A U.S. space domain awareness payload hosted on Japan's Quasi-Zenith Satellite 6 successfully launched on a Japanese H-3 launch vehicle from the Yoshinobu Launch Complex at the Japan Aerospace Exploration Agency’s Tanegashima Space Center in Japan on February 2. This is the first bilateral U.S. Japan cooperative space effort focused on national security, and the first of two launches as part of the JAXA Quasi-Zenith Satellite System Hosted Payload program.The satellite will be operated by Space Operations Command’s Mission Delta 2, which conducts Space Domain Awareness operations to identify, characterize, and exploit opportunities and mitigate vulnerabilities in the national security space terrain on behalf of the U.S. Space Force and U.S. Space Command. The satellite will deliver near real time data to the Space Surveillance Network bolstering the U.S. Department of Defense understanding of the Geosynchronous Orbit regime above the Indo-Pacific region.

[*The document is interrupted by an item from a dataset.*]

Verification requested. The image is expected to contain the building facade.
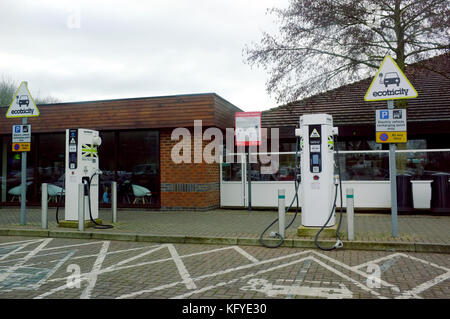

The QZSS-HP program encompasses the integration, launch and operations of two U.S. payloads hosted on Japanese satellites. In preparation for launch, USSF and Massachusetts Institute of Technology Lincoln Laboratory teams have worked side-by-side with the NSPS and Mitsubishi Electric Corporation teams in Japan over the past two years to integrate and test the first hosted payload alongside its Japanese QZS-6 host.
The strategic partnership between the USSF and Japan's National Space Policy Secretariat originated through a December 2020 international agreement to jointly execute the Quasi-Zenith Satellite System-Hosted Payload program. The mission’s second payload aboard QZS-7 is on track for launch in early FY2026.